Additional Read: How to e-verify ITR through a Demat Account
For the clients you freelance, deduct 10% tax (as per section 194J of IT Act) from your total payment as tax Deducted from Source (TDS). Depending on the tax slab applicable to you, you can claim this as a refund from the IT department. Furthermore, if you hire anyone to assist you with your freelance work, you are also supposed to deduct 10% tax and only then pass on their payments. You have to pay this amount as TDS while filing your return.

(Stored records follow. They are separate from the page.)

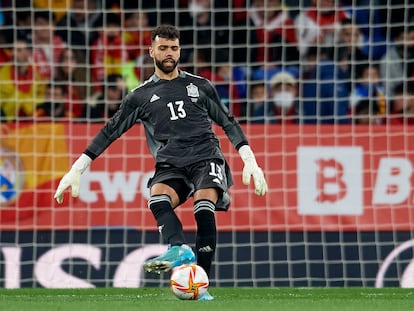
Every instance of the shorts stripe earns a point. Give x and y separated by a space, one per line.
204 205
159 198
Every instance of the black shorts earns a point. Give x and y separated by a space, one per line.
201 175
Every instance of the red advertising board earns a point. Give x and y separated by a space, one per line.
321 178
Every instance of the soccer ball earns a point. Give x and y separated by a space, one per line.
189 282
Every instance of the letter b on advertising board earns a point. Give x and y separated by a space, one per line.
330 180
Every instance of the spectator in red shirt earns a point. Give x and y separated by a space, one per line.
107 51
72 73
402 104
47 46
319 24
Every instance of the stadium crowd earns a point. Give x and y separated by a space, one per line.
272 61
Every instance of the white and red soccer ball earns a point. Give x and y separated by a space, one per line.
189 282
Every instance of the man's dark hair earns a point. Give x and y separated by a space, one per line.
404 88
165 31
44 14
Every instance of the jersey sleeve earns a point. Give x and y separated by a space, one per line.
219 113
127 115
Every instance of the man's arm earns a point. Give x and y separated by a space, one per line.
123 120
220 114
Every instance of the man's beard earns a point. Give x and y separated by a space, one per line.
164 68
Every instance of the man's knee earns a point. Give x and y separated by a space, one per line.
164 189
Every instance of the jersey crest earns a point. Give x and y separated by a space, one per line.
192 90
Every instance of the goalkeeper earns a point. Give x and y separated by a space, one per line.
176 109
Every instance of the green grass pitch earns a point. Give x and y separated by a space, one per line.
228 299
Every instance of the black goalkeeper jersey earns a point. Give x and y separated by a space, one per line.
177 115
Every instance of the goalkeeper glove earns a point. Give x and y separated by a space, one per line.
72 178
252 169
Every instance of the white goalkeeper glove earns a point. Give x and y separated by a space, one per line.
252 169
72 178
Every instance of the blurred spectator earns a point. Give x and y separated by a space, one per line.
23 23
47 46
369 86
284 92
394 14
136 34
71 72
200 28
78 27
324 91
137 39
398 63
58 7
367 16
259 109
21 85
106 103
366 112
108 51
54 106
6 46
271 36
347 51
319 24
402 104
218 70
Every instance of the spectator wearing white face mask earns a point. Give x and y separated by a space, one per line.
284 91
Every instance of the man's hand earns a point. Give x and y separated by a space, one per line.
252 169
72 178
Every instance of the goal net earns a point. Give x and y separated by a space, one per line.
323 90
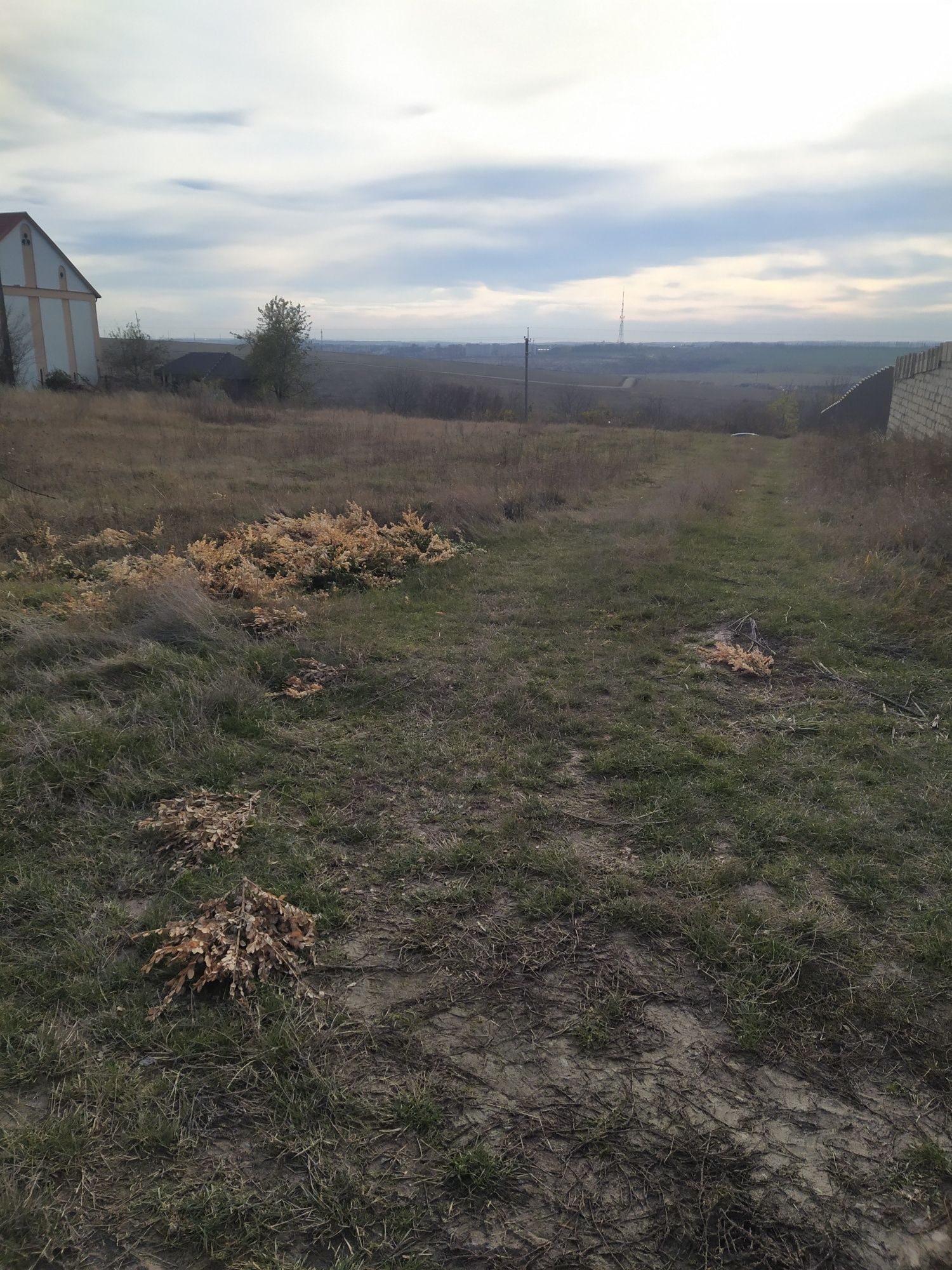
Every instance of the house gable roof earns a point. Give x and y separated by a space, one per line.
11 220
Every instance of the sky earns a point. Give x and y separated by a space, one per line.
464 170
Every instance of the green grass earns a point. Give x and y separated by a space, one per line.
527 821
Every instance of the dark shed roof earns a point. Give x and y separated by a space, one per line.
866 407
208 366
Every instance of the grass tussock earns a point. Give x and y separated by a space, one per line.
892 493
201 822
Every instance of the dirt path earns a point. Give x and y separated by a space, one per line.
623 958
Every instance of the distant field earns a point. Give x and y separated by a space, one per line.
611 380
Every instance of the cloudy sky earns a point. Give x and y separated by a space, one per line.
464 168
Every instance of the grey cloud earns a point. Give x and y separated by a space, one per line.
73 100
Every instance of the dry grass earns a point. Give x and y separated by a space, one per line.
237 940
126 460
896 495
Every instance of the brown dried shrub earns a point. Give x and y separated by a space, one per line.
237 939
746 661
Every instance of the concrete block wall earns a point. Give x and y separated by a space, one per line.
922 396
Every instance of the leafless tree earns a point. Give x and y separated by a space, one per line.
21 345
135 356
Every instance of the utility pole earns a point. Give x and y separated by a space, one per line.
7 371
526 394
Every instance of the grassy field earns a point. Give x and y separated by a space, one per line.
624 959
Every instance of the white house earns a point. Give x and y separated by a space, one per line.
51 309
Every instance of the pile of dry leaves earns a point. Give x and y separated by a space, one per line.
201 822
235 940
310 679
267 622
747 661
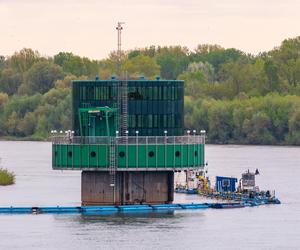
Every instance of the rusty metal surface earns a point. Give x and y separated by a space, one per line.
130 188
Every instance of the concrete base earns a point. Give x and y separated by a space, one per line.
151 187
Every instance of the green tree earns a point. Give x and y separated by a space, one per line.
10 81
23 60
141 65
41 77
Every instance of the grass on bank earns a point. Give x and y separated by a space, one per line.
6 177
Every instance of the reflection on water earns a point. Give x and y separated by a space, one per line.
265 227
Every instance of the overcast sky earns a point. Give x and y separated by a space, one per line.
87 28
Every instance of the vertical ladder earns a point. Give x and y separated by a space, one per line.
124 107
112 161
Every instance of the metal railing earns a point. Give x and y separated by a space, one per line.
69 139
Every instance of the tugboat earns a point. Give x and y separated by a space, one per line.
246 194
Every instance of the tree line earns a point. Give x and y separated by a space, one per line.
236 97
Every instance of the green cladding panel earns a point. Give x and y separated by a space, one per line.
140 157
153 105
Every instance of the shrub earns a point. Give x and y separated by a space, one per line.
6 177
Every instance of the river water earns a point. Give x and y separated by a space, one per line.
264 227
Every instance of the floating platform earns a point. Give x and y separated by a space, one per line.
126 208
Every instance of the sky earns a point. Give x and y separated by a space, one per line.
87 27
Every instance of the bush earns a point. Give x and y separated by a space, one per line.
6 177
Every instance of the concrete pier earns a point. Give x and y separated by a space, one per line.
131 187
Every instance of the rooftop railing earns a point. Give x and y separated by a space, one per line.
69 139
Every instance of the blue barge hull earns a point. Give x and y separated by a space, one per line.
130 208
101 209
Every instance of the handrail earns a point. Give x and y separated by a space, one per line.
69 139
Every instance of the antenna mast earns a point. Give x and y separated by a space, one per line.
119 29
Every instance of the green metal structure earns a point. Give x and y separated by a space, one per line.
128 140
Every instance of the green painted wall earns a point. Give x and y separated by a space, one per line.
77 156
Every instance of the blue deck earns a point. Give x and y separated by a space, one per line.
128 208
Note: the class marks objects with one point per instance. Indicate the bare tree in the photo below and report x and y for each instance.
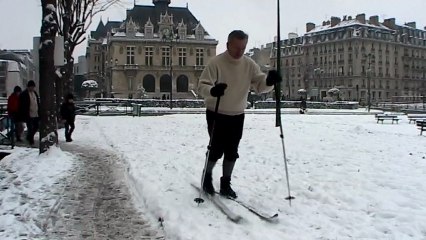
(75, 17)
(48, 122)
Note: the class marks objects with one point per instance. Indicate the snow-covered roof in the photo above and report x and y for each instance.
(12, 66)
(346, 23)
(120, 34)
(89, 84)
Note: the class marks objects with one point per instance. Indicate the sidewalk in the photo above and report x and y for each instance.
(96, 203)
(90, 200)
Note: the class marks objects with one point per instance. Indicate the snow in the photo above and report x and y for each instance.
(89, 84)
(347, 23)
(26, 179)
(351, 177)
(51, 7)
(58, 73)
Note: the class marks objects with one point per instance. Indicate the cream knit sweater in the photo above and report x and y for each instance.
(241, 76)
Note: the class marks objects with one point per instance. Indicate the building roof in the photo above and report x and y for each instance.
(102, 30)
(140, 14)
(346, 23)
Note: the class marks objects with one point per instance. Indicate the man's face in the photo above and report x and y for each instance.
(236, 47)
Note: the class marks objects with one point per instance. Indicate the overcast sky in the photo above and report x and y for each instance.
(20, 19)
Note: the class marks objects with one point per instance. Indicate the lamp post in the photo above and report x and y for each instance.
(317, 72)
(170, 37)
(369, 56)
(110, 65)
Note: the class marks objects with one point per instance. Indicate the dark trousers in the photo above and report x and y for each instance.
(32, 128)
(227, 134)
(69, 128)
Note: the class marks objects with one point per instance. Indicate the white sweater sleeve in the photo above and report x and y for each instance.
(258, 81)
(206, 81)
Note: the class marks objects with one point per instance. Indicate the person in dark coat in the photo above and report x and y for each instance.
(13, 112)
(68, 116)
(303, 105)
(29, 105)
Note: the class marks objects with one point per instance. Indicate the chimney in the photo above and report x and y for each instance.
(334, 21)
(310, 26)
(374, 20)
(411, 24)
(390, 23)
(360, 18)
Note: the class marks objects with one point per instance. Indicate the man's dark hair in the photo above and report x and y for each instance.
(31, 83)
(237, 34)
(69, 96)
(17, 89)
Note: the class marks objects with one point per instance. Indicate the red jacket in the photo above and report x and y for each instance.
(13, 104)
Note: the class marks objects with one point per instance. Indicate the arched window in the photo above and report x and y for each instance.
(165, 83)
(149, 83)
(182, 84)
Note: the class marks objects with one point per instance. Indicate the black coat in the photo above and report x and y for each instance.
(24, 105)
(68, 111)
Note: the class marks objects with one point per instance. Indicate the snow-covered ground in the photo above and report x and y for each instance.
(352, 178)
(27, 181)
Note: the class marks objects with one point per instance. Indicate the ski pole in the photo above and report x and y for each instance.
(199, 199)
(278, 101)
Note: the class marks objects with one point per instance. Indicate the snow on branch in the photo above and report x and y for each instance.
(51, 7)
(90, 84)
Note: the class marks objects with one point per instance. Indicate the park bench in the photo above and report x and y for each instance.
(415, 117)
(382, 117)
(422, 125)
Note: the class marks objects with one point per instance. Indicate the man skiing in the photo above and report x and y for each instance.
(230, 76)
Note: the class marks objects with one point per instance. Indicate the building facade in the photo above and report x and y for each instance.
(358, 56)
(158, 51)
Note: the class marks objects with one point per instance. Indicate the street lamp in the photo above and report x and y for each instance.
(170, 37)
(317, 72)
(369, 56)
(110, 65)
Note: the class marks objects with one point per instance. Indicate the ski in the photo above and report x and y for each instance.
(220, 205)
(260, 214)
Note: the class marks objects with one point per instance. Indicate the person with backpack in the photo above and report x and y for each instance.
(13, 112)
(68, 116)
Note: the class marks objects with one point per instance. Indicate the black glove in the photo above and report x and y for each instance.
(218, 89)
(273, 78)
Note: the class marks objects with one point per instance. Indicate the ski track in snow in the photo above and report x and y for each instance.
(352, 178)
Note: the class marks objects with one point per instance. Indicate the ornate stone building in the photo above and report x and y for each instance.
(355, 55)
(157, 51)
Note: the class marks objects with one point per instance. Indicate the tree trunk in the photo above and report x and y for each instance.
(48, 122)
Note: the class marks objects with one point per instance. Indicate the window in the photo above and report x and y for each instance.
(199, 57)
(149, 55)
(130, 55)
(182, 56)
(165, 56)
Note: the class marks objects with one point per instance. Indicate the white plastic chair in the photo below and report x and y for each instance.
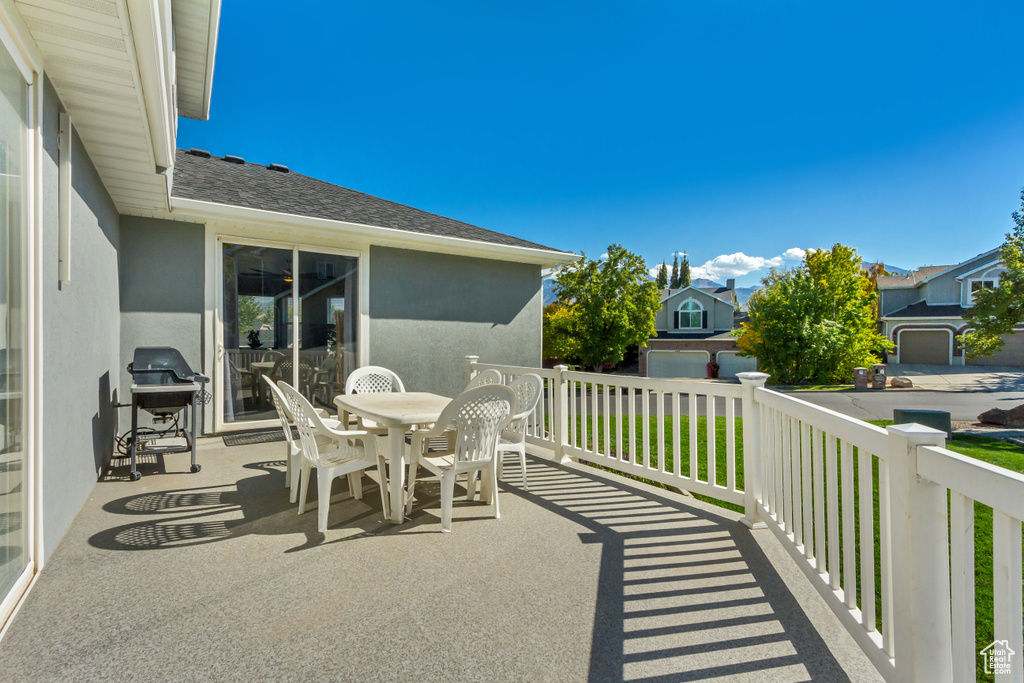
(483, 378)
(478, 416)
(345, 453)
(513, 439)
(293, 462)
(373, 379)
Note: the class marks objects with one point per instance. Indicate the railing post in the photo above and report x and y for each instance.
(470, 359)
(560, 421)
(922, 633)
(753, 458)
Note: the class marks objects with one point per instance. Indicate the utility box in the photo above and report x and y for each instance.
(879, 376)
(934, 419)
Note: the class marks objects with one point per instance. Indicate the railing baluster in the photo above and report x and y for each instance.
(819, 501)
(1007, 590)
(832, 500)
(866, 539)
(660, 430)
(962, 585)
(730, 443)
(805, 487)
(849, 535)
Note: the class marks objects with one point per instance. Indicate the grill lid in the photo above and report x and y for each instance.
(151, 361)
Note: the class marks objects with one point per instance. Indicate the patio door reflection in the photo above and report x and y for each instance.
(258, 329)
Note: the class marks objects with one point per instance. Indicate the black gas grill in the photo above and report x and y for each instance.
(164, 386)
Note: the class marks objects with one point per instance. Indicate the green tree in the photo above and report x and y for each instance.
(997, 311)
(663, 276)
(610, 305)
(815, 323)
(684, 272)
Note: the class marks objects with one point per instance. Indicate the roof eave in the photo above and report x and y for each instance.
(197, 209)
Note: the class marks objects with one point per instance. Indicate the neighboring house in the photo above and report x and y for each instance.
(923, 312)
(114, 239)
(694, 327)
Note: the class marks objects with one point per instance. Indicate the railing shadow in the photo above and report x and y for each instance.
(683, 594)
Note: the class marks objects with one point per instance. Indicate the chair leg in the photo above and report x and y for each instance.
(448, 499)
(382, 476)
(304, 487)
(324, 497)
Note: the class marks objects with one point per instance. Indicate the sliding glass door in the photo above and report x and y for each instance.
(289, 314)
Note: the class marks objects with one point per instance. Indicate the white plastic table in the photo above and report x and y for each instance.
(397, 412)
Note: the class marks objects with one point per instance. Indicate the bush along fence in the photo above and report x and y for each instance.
(882, 521)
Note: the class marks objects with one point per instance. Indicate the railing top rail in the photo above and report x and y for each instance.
(673, 386)
(516, 370)
(989, 484)
(858, 433)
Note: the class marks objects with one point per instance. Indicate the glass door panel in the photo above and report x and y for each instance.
(327, 289)
(14, 515)
(258, 329)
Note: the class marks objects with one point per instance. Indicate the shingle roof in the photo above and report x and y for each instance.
(257, 186)
(922, 309)
(911, 279)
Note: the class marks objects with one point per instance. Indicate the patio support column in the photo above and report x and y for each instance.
(922, 634)
(753, 458)
(470, 360)
(561, 417)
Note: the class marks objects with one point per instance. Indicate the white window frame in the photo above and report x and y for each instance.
(689, 311)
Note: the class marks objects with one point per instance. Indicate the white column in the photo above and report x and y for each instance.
(561, 417)
(922, 638)
(753, 458)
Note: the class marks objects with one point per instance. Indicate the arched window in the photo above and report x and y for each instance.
(689, 315)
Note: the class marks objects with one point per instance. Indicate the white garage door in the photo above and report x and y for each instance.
(730, 363)
(686, 365)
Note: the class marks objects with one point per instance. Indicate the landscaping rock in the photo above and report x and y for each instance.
(1012, 418)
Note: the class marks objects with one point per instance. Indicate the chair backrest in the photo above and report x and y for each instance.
(527, 394)
(478, 416)
(281, 404)
(306, 420)
(483, 378)
(374, 379)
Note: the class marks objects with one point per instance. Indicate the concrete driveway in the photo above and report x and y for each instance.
(953, 378)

You must register for GST if your total revenue for a given year exceeds 20 lakhs. GST does not apply to you if your revenue is under 20 lakhs. If you are eligible for GST registration or have a GST number already, you must charge GST to your clients. The rate of GST depends on the freelance service you are providing, but most services under GST purview have a rate of 18%.
As a freelancer, if your tax liability as per your calculations is over Rs 10000 for a given year, you will have to pay taxes quarterly. Since this payment of tax is made in advance, it is called ‘Advance Tax’. As per this mechanism, you are expected to pay a minimum defined percentage of your tax before the end of every quarter. You can make your payments for Advance Tax through challan 280 of the IT department. Once you complete this payment, you will be furnished with a receipt. You will require this receipt at the time of filing your ITR, so keep it handy. If you are eligible for Advance Tax and choose not to pay the advance tax under sections 234 B and 234C, you will face penalties.
Additional Read: 7 Best Tax Saving Options available for You
The IT department gives you a fair share of opportunities to reduce your taxes by claiming deductions and making tax-saving investments as mentioned under sections 80 and 80C of the IT Act, respectively. It is then solely on you as to how you make the most of this opportunity. It is always wise to explore every faucet of investments that can help you save taxes as they present dual benefits of saving taxes and growing your wealth.